Although this is a small point,
for pdftex,
I am quite sure that internally a DVI file
is generated if only because that is
what Knuth's program tex.exe generates and
rewriting Knuth's TeX code, likely now in C,
say, tex.c,
would be both unnecessary and the
difficult approach. Just generating the
DVI file is the easy approach, even if
don't have the user aware of the intermediate
DVI file.
What PDFTEX does I do frequently by putting in the
extra step of going to DVI and then from DVI to PDF.
Fine.
I want the DVI file because I like the
DVI preview program I have and like it much more than
than using a PDF viewer. When I get something that looks
good with my DVI preview program, then usually I go
ahead and make the PDF file.
However, what I am doing getting a PDF file
and what you are talking about with pdftex are
not, in the sense I am discussing, a translation of TeX to PDF. Not at all.
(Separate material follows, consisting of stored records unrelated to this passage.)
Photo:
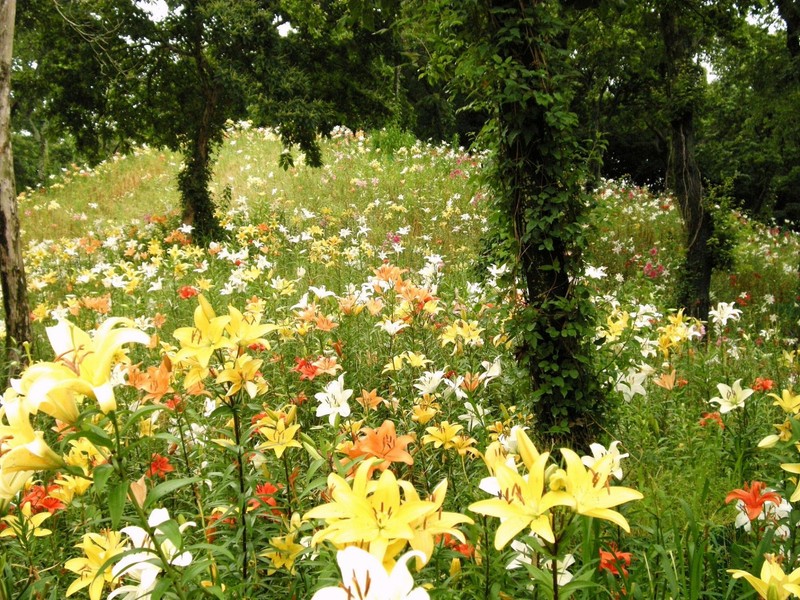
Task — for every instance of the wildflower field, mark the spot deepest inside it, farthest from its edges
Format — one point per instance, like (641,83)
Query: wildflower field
(327,404)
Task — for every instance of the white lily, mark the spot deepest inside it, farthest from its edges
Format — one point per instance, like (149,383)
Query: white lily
(364,578)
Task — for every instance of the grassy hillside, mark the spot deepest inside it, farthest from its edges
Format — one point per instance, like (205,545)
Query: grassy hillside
(358,282)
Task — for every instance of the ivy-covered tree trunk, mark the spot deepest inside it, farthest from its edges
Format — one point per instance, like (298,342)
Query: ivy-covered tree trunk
(538,182)
(12,270)
(683,85)
(790,13)
(195,177)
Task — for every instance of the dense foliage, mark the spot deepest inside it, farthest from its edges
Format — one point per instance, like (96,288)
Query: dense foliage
(342,322)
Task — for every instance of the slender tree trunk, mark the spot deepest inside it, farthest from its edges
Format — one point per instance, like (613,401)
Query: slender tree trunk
(194,179)
(683,80)
(12,271)
(790,13)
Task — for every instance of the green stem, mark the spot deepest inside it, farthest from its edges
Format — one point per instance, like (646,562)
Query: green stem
(242,485)
(118,467)
(487,551)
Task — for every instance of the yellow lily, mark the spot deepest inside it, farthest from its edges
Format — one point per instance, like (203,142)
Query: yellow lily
(522,502)
(26,524)
(207,335)
(241,375)
(434,524)
(24,450)
(788,401)
(773,583)
(591,489)
(82,367)
(370,513)
(245,330)
(93,568)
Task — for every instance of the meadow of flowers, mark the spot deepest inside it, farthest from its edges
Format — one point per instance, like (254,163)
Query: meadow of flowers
(326,404)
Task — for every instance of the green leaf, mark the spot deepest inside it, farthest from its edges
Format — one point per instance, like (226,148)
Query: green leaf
(116,502)
(167,487)
(172,532)
(100,476)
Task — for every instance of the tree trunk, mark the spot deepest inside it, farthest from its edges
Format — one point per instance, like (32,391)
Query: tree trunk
(194,178)
(683,86)
(790,13)
(12,271)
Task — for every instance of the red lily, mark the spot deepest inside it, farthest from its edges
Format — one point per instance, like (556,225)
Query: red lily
(753,497)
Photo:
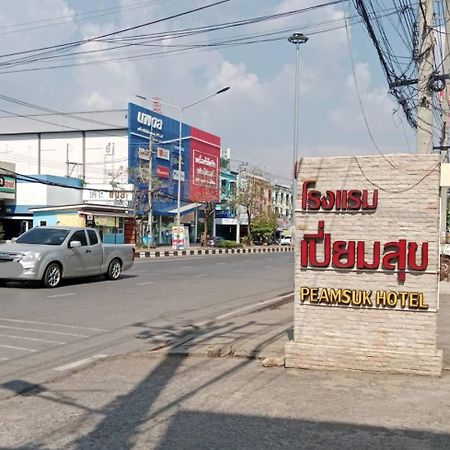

> Any reasoning about TeX being able to do things that HTML can't is irrelevant.
True for what you are talking about. False for
my point that a file my_math.tex can't be
translated to a file my_math.htm.
Or, for a short explanation, you are saying that
a file my_math.dvi can be translated to
file types PS and PDF and maybe also HTM,
and I agree.
But I am also saying that a file
my_math.tex cannot ever be translated
to a file my_math.htm.
To be still more clear,
HTML is a mark-up language, and TeX looks like
it is also a mark-up language, so
one might try to translate TeX mark-up to
HTML mark-up. Well, such a translation is
just impossible, and will always be.
In the same way that pdftex has the advantage of knowing its output format (and can e.g. write pdf metadata), this hypothetical "htmltex" would know that its output is html, and could do things like allowing paragraph re-flow and embedding maths using MathJax.
Of course, this wouldn't be easy, you'd likely need to fork TeX to implement it correctly (or only support a subset of LaTeX features like the current TeX->HTML converters), but it's far from impossible.